Sans plus-value sportive récente, le FC Barcelone s'est plus que jamais appuyé sur les exploits de Lionel Messi et n'a eu de cesse de revaloriser les émoluments de sa superstar. Rien d'illogique, mais les finances du club n'ont cessé d'en pâtir, alors que la masse salariale se garnissait d'indésirables presque impossibles à revendre à bon prix. Economique, sportif, l'échec est dans tous les pans de l'institution barcelonaise. En coulisses, le scandale crée par les révélations en février dernier de la campagne sur les réseaux sociaux visant plusieurs personnalités liées au club afin de protéger la réputation du président Josep Bartomeu a braqué de nombreux socios. Et l'échange houleux en cours de saison entre Eric Abidal, secrétaire technique qui avait pointé les joueurs lors du départ d'Ernesto Valverde, et Lionel Messi, qui avait demandé à la direction d'assumer "sa responsabilité et les décisions qu'elle prend", n'a rien fait pour apaiser les tensions.
Un changement "structurel"
Après la "honte" munichoise selon Gerard Piqué, Abidal comme l'éphémère entraîneur Quique Setién ne devraient pas faire de vieux os au Barça. Difficile de jeter la pierre à un technicien choisi malgré une absence de référence au plus haut niveau (comme Valverde avant lui) et un effectif qu'il n'a pas façonné à sa guise. Mais Bartomeu, lui, malgré la tempête s'accroche au mat et écarte l'idée d'une démission. Tout juste le média catalan Mundo Deportivo esquisse l'idée d'une élection présidentielle réalisée dès le mois de mars 2021, premier délai possible dans les statuts du club. "Des décisions seront annoncées et expliquées dans les prochains jours", assure le dirigeant.
Le Barça aurait ainsi toujours des vues sur Mauricio Pochettino, un entraîneur qui a montré ses qualités en emmenant Tottenham jusqu'en finale de Ligue des champions en 2019 et qui aura à cœur de faire oublier son limogeage surprise après un début de saison manqué. Mais la candidature de l'ancien joueur parisien semble souffrir de maux similaires à celles de ses prédécesseurs : un jeu qui ne puise pas dans l'identité Barça et un palmarès qui ne comporte au mieux que des places de dauphin.
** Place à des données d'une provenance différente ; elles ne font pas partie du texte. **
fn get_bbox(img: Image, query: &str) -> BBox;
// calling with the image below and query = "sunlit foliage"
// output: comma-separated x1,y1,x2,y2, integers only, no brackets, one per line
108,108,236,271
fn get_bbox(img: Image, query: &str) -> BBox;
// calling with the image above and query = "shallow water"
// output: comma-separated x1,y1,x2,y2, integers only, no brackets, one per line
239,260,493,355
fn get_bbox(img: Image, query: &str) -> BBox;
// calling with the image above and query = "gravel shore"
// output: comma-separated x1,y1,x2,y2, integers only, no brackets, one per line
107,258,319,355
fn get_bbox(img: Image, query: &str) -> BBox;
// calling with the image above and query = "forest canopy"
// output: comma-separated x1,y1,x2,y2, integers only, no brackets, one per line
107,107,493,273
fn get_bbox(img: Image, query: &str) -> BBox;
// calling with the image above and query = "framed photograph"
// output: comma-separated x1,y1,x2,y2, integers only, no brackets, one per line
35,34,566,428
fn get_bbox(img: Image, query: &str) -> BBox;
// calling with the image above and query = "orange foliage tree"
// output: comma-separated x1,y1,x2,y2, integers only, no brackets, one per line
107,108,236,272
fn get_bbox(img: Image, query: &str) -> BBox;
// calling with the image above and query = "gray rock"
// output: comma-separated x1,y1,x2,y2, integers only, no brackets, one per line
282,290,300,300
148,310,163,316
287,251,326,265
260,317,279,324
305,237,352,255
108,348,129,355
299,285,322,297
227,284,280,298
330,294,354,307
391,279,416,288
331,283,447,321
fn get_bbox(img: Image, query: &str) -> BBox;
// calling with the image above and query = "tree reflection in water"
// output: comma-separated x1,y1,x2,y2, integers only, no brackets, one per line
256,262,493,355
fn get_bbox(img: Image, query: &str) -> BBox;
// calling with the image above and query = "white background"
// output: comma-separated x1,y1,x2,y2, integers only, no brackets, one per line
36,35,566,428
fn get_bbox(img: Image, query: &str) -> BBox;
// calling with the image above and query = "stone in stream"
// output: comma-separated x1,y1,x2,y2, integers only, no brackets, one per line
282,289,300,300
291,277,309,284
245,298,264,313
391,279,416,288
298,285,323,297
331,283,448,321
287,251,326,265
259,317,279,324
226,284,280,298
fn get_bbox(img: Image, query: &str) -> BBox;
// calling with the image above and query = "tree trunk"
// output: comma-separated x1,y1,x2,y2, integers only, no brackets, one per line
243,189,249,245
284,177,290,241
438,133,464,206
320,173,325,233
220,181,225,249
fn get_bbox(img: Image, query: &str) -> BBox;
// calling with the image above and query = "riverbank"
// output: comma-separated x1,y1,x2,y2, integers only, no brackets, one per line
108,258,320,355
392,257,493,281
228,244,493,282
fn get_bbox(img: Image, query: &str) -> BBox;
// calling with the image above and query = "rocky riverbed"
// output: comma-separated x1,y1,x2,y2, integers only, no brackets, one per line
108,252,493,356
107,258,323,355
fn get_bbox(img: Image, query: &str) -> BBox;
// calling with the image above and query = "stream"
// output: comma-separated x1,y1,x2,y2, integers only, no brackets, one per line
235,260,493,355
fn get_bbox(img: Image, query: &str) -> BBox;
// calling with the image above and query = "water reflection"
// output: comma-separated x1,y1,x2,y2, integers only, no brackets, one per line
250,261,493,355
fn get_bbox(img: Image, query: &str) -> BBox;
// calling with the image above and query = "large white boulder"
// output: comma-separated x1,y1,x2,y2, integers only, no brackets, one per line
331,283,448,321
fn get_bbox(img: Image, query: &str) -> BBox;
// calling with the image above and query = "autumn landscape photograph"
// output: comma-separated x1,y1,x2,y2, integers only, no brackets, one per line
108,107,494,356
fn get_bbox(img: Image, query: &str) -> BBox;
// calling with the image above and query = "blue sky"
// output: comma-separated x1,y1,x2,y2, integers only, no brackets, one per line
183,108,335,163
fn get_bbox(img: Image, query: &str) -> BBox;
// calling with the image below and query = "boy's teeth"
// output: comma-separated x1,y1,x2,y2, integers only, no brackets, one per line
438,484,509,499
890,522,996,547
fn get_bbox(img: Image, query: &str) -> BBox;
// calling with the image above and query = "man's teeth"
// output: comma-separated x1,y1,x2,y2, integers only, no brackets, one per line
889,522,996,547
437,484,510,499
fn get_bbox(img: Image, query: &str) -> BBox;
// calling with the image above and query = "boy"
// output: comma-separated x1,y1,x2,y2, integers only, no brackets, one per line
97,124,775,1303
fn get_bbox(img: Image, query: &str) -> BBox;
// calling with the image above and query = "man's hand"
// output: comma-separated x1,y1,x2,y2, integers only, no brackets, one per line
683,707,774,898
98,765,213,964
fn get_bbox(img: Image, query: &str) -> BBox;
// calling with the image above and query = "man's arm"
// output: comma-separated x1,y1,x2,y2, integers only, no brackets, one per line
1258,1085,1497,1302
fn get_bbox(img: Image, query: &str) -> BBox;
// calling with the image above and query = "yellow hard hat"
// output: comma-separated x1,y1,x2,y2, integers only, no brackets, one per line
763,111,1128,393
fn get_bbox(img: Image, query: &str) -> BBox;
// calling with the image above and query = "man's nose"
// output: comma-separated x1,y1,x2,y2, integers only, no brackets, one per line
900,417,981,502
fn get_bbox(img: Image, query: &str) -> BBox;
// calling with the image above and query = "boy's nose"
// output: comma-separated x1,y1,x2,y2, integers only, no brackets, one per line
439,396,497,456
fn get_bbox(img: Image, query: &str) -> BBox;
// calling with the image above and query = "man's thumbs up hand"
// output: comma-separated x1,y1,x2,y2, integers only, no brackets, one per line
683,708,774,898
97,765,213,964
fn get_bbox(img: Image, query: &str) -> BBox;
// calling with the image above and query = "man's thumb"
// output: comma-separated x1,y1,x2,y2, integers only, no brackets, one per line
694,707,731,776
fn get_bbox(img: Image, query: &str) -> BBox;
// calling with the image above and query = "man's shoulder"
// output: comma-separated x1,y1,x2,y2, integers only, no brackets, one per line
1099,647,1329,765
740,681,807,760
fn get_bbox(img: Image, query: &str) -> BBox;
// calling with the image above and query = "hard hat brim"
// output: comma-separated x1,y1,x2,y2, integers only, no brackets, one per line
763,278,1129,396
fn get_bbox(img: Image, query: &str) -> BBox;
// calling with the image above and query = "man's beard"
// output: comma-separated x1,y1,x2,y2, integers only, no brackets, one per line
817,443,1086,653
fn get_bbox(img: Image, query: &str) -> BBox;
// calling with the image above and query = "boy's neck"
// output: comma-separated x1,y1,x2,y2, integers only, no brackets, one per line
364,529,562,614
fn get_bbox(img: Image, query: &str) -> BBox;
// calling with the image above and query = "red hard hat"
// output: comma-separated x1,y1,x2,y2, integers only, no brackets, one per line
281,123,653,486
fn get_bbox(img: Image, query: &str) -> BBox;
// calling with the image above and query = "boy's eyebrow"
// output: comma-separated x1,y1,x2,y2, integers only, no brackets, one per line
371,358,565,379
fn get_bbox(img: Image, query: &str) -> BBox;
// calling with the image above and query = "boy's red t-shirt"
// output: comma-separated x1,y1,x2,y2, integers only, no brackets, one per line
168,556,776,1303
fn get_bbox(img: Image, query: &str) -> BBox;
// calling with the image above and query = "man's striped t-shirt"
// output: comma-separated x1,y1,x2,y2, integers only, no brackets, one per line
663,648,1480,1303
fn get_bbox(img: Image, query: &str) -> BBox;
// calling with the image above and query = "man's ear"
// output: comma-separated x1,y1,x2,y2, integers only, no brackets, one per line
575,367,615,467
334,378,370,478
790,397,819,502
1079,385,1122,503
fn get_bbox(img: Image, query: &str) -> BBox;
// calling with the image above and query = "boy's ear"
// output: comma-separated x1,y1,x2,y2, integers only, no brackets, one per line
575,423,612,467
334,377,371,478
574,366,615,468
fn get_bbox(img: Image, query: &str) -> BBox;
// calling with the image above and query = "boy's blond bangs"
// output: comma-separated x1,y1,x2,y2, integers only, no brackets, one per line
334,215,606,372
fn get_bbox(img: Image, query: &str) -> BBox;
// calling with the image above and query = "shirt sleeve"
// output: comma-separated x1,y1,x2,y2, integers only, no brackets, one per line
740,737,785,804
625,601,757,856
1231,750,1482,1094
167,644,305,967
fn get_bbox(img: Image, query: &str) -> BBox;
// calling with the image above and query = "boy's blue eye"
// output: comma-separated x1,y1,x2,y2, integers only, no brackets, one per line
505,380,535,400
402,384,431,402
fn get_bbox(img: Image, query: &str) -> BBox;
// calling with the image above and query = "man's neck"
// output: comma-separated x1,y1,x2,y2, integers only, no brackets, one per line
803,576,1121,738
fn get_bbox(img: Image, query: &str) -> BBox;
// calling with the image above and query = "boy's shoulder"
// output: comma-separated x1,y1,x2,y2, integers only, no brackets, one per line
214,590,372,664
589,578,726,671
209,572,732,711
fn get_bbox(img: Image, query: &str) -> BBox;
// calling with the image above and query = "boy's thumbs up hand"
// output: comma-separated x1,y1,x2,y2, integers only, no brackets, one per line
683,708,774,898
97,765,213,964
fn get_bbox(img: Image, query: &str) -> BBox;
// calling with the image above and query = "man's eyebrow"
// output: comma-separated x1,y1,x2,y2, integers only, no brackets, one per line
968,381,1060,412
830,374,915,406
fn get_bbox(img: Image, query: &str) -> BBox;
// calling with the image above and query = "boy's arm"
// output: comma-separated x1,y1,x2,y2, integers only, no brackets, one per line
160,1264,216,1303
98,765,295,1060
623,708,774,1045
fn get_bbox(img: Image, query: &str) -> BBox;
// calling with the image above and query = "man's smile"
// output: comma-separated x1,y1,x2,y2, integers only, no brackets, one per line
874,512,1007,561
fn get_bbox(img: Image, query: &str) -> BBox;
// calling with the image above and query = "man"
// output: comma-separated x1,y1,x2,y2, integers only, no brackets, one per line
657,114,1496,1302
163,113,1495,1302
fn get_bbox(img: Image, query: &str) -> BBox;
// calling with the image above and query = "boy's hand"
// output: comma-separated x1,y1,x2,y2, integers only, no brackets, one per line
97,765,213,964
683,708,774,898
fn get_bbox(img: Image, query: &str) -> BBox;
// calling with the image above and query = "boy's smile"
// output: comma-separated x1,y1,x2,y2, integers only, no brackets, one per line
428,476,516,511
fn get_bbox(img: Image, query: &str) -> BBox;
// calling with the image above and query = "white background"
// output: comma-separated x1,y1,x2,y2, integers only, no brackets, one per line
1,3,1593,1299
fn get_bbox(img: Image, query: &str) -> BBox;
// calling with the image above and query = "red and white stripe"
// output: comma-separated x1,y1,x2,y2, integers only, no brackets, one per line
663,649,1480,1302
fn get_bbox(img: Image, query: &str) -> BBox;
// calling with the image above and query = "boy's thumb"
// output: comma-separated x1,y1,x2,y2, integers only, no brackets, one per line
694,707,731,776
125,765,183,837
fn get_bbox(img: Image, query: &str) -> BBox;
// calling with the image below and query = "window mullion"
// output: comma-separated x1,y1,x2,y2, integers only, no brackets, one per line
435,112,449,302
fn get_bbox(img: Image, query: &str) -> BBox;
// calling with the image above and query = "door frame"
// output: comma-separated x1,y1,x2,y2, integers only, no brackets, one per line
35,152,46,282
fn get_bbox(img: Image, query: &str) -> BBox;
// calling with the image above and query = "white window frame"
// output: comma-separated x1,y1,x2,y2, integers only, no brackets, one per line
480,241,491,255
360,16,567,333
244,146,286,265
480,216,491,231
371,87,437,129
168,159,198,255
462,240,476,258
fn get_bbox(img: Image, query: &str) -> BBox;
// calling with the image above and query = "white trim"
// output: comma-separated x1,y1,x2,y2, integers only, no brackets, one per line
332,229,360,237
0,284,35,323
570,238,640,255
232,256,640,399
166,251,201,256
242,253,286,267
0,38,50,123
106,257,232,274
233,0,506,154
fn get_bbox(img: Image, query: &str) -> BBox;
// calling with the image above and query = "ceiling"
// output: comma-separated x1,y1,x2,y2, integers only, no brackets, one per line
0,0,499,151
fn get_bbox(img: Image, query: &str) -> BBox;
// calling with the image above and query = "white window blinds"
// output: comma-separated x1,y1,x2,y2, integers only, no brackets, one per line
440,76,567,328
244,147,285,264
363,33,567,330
Ce, sans compter que si Setién restera à jamais l'entraîneur d'un 8-2 historique, c'est vite oublier que les Spurs de Pochettino avaient reçu la même déculotté à un but près (7-2) en début de saison par le même Bayern Munich.
Pochettino ou un autre (l'option de l'ancien de la maison Xavi subsiste), l'historique Gérard Piqué réclamait à raison un changement "structurel" vendredi. "On doit tous réfléchir en interne et décider de ce qui est le meilleur pour le club, pour le Barça. C'est quelque chose d'inacceptable pour le FC Barcelone." Le défenseur central se dit "le premier" à s'en aller s'il le faut, "il faut faire venir du sang neuf pour changer cette dynamique." Lionel Messi laisse également planer l'ombre d'un départ si des changements profonds ne sont pas opérés. Car plus qu'une dynamique, c'est un mal bien plus grand qui ronge le Barça. Il ne l'a pas encore pourri, mais il l'a privé du moindre titre en 2020, une première depuis 2008. Quelques semaines plus tard, Pep Guardiola arrivait alors sur le banc catalan et transformait son équipe en une des plus grandes de l'histoire du football européen. Il faudra certainement repasser par une révolution aussi grande pour remettre le FC Barcelone à l'endroit, douze ans après.